ある程度の空き地があればどこでも設置できて、建設費が比較的安価で済むからです。
しかし、建設費の下落に伴い、買取価格もどんどん下がっていて、魅力が少なくなりました。
では、固定価格買取制度(FIT)の恩恵を受けて買取価格が高いものは他にないのか。

初期投資は多くかかるものの、太陽光発電の4~5倍もの安定した発電量を得られるという
注目の再生可能エネルギーといえば、全国に既にある資源を利用した「小水力発電」です。
規模は30~200kW程度がコストパフォーマンスが高く、全国でも数千か所もの見込み用地が
あり、大手だけでなく中小企業でも十分に参入が可能なビジネスとして有力視されています。

200kW未満の規模では、買取り価格が太陽光発電より高い34円で、ほぼ24時間365日休まず
発電する事が可能なので、天候に左右されやすい太陽光発電より安定した発電が可能です。
設備のイニシャルコストは高めですが、買取価格と発電量の高さから回収期間は8~12年と
短いので、地方の中小企業が取り組む発電事業として今後注目されていくことでしょう。

一級、二級河川は水利権が複雑にからんでいる為、手間がかかり過ぎて設置は難しいのですが、
既存の農業用水、工業用水は全国に数千か所あると言われ、これらを利用する事ができれば
発電設備の建設はそう難しくはなく、大手が大規模な太陽光発電事業を展開する隙間を狙い、
水利権を得やすい地元の中小企業が参入すれば、採算が取れる事業に育てることは可能です。

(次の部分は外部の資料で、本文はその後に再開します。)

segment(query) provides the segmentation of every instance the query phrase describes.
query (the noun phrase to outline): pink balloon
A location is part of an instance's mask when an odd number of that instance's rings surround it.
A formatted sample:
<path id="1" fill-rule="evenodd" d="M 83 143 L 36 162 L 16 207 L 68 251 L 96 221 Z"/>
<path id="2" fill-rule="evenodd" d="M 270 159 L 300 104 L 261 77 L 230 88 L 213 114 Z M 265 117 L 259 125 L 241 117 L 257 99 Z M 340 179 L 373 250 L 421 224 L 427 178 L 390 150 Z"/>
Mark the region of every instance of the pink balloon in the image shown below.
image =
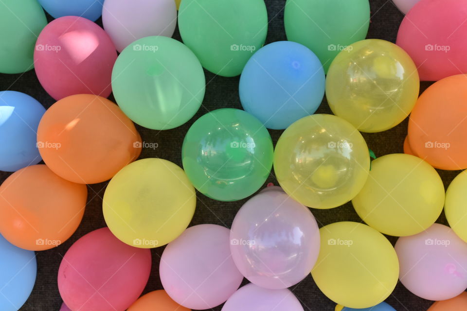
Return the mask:
<path id="1" fill-rule="evenodd" d="M 422 81 L 467 73 L 467 0 L 421 0 L 402 20 L 396 43 Z"/>
<path id="2" fill-rule="evenodd" d="M 243 276 L 265 288 L 297 284 L 310 274 L 320 231 L 310 209 L 269 187 L 240 209 L 230 233 L 232 258 Z"/>
<path id="3" fill-rule="evenodd" d="M 84 17 L 65 16 L 47 25 L 34 52 L 36 73 L 51 96 L 76 94 L 108 97 L 117 51 L 102 28 Z"/>
<path id="4" fill-rule="evenodd" d="M 67 251 L 58 290 L 70 309 L 124 311 L 141 294 L 151 271 L 151 252 L 121 242 L 108 228 L 84 235 Z"/>
<path id="5" fill-rule="evenodd" d="M 214 308 L 236 290 L 243 276 L 232 259 L 230 230 L 216 225 L 188 228 L 169 243 L 159 274 L 169 296 L 183 307 Z"/>
<path id="6" fill-rule="evenodd" d="M 444 300 L 467 288 L 467 243 L 449 227 L 435 224 L 418 234 L 399 238 L 395 248 L 399 278 L 415 295 Z"/>
<path id="7" fill-rule="evenodd" d="M 235 292 L 222 311 L 303 311 L 303 307 L 287 289 L 269 290 L 251 283 Z"/>

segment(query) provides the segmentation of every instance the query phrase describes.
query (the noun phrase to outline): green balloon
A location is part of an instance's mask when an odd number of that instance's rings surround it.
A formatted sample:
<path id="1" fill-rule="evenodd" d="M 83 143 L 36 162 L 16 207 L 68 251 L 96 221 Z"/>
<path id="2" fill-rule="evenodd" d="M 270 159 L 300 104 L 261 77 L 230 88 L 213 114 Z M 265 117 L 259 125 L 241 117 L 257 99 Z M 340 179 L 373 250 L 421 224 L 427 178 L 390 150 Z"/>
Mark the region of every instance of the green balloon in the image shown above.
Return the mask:
<path id="1" fill-rule="evenodd" d="M 197 120 L 181 149 L 183 169 L 195 188 L 224 201 L 243 199 L 259 189 L 270 173 L 273 153 L 271 137 L 259 120 L 230 108 Z"/>
<path id="2" fill-rule="evenodd" d="M 183 0 L 178 18 L 183 43 L 203 67 L 225 77 L 241 73 L 268 32 L 264 0 Z"/>
<path id="3" fill-rule="evenodd" d="M 183 43 L 162 36 L 145 37 L 126 47 L 112 71 L 115 101 L 142 126 L 167 130 L 191 119 L 206 86 L 204 72 Z"/>
<path id="4" fill-rule="evenodd" d="M 34 68 L 34 47 L 47 24 L 37 0 L 0 1 L 0 72 L 19 73 Z"/>
<path id="5" fill-rule="evenodd" d="M 368 0 L 287 0 L 284 22 L 287 39 L 312 51 L 327 73 L 340 52 L 366 36 L 370 3 Z"/>

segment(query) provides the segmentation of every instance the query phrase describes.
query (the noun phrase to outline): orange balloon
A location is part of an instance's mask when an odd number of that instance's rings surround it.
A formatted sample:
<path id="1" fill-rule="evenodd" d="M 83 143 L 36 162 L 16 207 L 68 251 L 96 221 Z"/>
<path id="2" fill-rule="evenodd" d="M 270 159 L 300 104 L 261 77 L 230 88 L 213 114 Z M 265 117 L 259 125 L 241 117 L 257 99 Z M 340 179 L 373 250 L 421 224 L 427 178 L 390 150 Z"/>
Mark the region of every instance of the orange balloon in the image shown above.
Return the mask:
<path id="1" fill-rule="evenodd" d="M 409 121 L 413 154 L 437 169 L 467 168 L 467 75 L 445 78 L 427 88 Z"/>
<path id="2" fill-rule="evenodd" d="M 110 179 L 141 152 L 134 124 L 108 100 L 90 94 L 62 99 L 37 129 L 42 159 L 59 176 L 80 184 Z"/>
<path id="3" fill-rule="evenodd" d="M 69 181 L 43 164 L 17 171 L 0 186 L 0 233 L 21 248 L 57 246 L 79 225 L 86 185 Z"/>
<path id="4" fill-rule="evenodd" d="M 127 311 L 190 311 L 172 300 L 165 291 L 148 293 L 140 297 Z"/>
<path id="5" fill-rule="evenodd" d="M 467 293 L 447 300 L 436 301 L 427 311 L 467 311 Z"/>

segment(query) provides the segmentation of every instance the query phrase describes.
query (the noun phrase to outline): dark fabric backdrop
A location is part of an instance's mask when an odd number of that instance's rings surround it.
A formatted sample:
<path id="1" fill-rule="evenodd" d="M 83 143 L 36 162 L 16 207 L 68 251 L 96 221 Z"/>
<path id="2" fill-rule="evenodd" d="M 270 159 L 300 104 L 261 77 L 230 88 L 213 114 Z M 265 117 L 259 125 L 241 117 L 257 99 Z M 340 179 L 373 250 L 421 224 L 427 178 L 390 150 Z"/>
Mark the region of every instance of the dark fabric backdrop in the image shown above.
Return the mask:
<path id="1" fill-rule="evenodd" d="M 325 1 L 326 0 L 323 0 Z M 287 40 L 284 27 L 284 8 L 285 0 L 265 0 L 269 20 L 266 43 Z M 391 0 L 370 0 L 371 22 L 368 38 L 379 38 L 395 42 L 397 29 L 403 17 Z M 48 16 L 49 21 L 52 20 Z M 97 22 L 102 26 L 100 19 Z M 178 29 L 174 37 L 180 40 Z M 137 125 L 143 141 L 157 142 L 155 150 L 144 149 L 140 158 L 161 157 L 181 166 L 181 144 L 185 133 L 193 122 L 207 112 L 224 107 L 241 109 L 238 97 L 239 77 L 225 78 L 215 76 L 206 71 L 206 95 L 201 107 L 196 115 L 184 125 L 172 130 L 159 132 Z M 422 83 L 420 92 L 430 83 Z M 12 90 L 23 92 L 38 100 L 48 108 L 54 100 L 44 90 L 34 70 L 24 74 L 0 74 L 0 90 Z M 111 95 L 110 99 L 114 101 Z M 318 110 L 320 113 L 331 113 L 325 99 Z M 388 154 L 403 152 L 404 139 L 407 134 L 407 120 L 389 131 L 376 134 L 363 134 L 369 147 L 377 156 Z M 270 130 L 274 143 L 282 131 Z M 458 172 L 438 171 L 444 182 L 445 187 L 455 177 Z M 10 173 L 0 172 L 0 182 L 3 182 Z M 277 181 L 273 172 L 267 182 Z M 60 308 L 62 301 L 57 287 L 57 273 L 62 257 L 71 245 L 86 233 L 106 226 L 102 211 L 102 198 L 108 182 L 88 186 L 88 204 L 83 221 L 74 234 L 66 242 L 56 248 L 36 252 L 37 276 L 36 285 L 29 300 L 20 309 L 24 311 L 55 311 Z M 196 211 L 190 225 L 200 224 L 216 224 L 230 227 L 236 211 L 246 199 L 234 202 L 221 202 L 209 199 L 198 193 Z M 320 226 L 342 221 L 361 222 L 350 203 L 343 207 L 328 210 L 313 209 Z M 1 217 L 1 215 L 0 215 Z M 444 214 L 437 222 L 447 224 Z M 388 237 L 394 244 L 396 240 Z M 152 250 L 153 266 L 147 285 L 144 293 L 162 289 L 158 267 L 160 256 L 164 247 Z M 246 283 L 244 282 L 244 283 Z M 331 311 L 335 304 L 324 296 L 315 284 L 311 276 L 290 289 L 302 302 L 304 309 L 311 311 Z M 386 300 L 397 311 L 425 311 L 431 302 L 418 298 L 409 293 L 400 283 L 394 293 Z M 214 309 L 220 311 L 221 307 Z"/>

何万戸にも供給できる大量の電力を発電するのではなく、地元にある資源を有効利用して
電力の地産地消をめざすならば、バイオマス発電のように原料の調達に苦労する事が少ない
「小水力発電」が発電事業の選択肢として、今後注目されて普及が進んでいくでしょう。
YCSでも、地元にある農業用水などを活用した小水力発電所の建設を計画しており、
用地選定、補助金や出資者の募集等の資金計画を進め、2020年頃の稼働をめざしています。